The four girls arose and followed Mrs. Gray to the dining room. During the dinner Eleanor was not again mentioned, although she occupied more or less of the four girls' thoughts.

Later on, David, Hippy and Reddy appeared and a merry frolic ensued. It was after ten o'clock before the little party of young folks prepared to take their departure.

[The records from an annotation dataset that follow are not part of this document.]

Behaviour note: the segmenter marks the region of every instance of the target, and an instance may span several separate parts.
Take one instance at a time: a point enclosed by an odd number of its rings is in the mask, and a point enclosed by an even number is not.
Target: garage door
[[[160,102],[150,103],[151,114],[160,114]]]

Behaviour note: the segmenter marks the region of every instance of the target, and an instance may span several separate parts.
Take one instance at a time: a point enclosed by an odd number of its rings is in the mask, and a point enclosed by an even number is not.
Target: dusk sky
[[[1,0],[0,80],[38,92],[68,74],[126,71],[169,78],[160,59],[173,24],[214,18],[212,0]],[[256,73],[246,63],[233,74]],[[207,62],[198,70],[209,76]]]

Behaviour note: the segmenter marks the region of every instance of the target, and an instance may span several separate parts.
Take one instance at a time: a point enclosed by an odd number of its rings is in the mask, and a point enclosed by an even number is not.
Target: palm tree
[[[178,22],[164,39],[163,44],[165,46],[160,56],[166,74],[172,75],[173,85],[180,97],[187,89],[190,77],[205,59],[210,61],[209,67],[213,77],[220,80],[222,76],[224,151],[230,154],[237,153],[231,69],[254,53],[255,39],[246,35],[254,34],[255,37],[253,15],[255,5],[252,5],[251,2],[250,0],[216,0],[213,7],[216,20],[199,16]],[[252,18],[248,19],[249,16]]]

"Remember, I rely upon you," whispered Mrs. Gray to Grace as she kissed her good night. Grace nodded sympathetically, but went home with an uneasy feeling that playing the guardian angel to Eleanor would be anything but a light task.

CHAPTER III

AN AUTUMN WALKING EXPEDITION

"It is simply too lovely to go home to-day," exclaimed Grace Harlowe to her three chums as they strolled down High School Street one sunny afternoon in early October. "I move that we drop our books at my house and go for a walk."

"I'm willing to drop my books anywhere and never see them again,"

grumbled Nora O'Malley, who was not fond of study.

"I ought to go straight home," demurred Anne Pierson, "but I'll put pleasure before duty and stay with the crowd."

"What about you, Jessica?" asked Grace.

"You couldn't drive me home," replied Jessica promptly.

"Very well," laughed Grace, "as we are all of the same mind, let's shed these books and be off."

After a brief stop at Grace's home, the four girls started out, keenly alive to the beauty of the day. The leaves on the trees were beginning to lose their green and put on their dresses of red and gold. Though the sun shone brightly, the air was cool and bracing, and filled one with that vigor and joy of living which makes autumn the most delightful season of the year.

Once outside the gate, the chums unconsciously headed in the same direction.

"I believe we all have the same place in mind," laughed Grace. "I was thinking about a walk to the old Omnibus House."

"'Great minds run in the same channel,'" quoted Jessica.

"I haven't been out there since the spread last year," said Anne.

"I have," said Grace, with a slight shudder. "I am not likely to forget it, either."

"Well we are not apt to meet any more Napoleon Bonapartes out there,"

said Nora, referring to Grace's encounter with an escaped lunatic, fully narrated in "GRACE HARLOWE'S SOPHOMORE YEAR AT HIGH SCHOOL."